Getting the internship, getting the job, getting more responsibility, getting your own capital to trade, making the first million in trading profits etc - win win win. All noticed and embodied in me being a winner. Forgetting to blotter a trade for my boss, messing up interactions with colleagues, losses (that are part and parcel of trading but still hurt) and being told off for them - all tough stuff. But I didn’t pay them as much weight as I did to the wins, so they wouldn’t knock down my confidence.
Being my own cheerleader here wasn’t planned. It just happened that I found out much later in life that this is actually how staying power is created.
So why is it that we crave external validation to tell us that what we are doing is worthwhile? Why can’t our own desire to just live and be present not be enough?
A mother raising 3 kids is often unable to do anything else. No cheerleading for many years, if ever, for that endeavor.
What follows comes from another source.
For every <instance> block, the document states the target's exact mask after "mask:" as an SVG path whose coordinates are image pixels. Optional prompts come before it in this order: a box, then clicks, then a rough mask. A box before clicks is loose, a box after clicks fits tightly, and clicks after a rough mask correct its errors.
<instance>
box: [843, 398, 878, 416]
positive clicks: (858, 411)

What about when you are older and need to learn the reason why it has value in itself to be able to just sit and appreciate the sunset, whilst producing nothing? Without anyone telling you that what you are doing is worthwhile? It is an intellectual journey just to realize why you having that experience with full attention has a lot of worthiness in itself.
These are the things we are pushed to investigate. And the answer, when found, is beautiful and penetrates the logical mind. But I digress… Back to the young and the restless.
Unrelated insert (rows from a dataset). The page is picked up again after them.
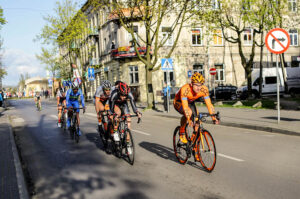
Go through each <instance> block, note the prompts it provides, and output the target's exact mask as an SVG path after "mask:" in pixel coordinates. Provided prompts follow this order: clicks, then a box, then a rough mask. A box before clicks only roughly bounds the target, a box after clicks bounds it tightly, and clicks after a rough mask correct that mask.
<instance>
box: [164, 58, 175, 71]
mask: <svg viewBox="0 0 300 199" xmlns="http://www.w3.org/2000/svg"><path fill="white" fill-rule="evenodd" d="M161 62H162V63H161V65H162V67H161V69H162V70H173V61H172V59H171V58H169V59H162V60H161Z"/></svg>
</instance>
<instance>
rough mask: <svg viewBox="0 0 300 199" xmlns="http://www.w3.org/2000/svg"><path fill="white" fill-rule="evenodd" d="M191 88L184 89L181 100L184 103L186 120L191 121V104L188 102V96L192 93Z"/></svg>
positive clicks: (182, 102) (184, 111)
What do I want to model for my son?
Not relying on external validation to give what he is doing meaning. This allows for a longer time horizon. Which is needed for mastery.
Being comfortable in the beginners seat, whilst doing something that very few will understand.
That this includes risk of failure, a highly uncertain pay off and no cheerleaders.
Realizing that needing them is just one of those weird conditionings we pick up in an always connected world.
Appreciating that when you have killed that need and are still doing the thing - you are likely onto something.
Then discarding any trace of the feeling of uselessness.
With full knowledge that this is a rational, productive act.
I hardly ever write a comment. This has to be one of the most inspiring substacks I've ever read. Thank you.
"A mother raising 3 kids is often unable to do anything else. No cheerleading for many years".
I look to your useful writing for inspiration constantly, so I'm really glad you cheerlead for yourself.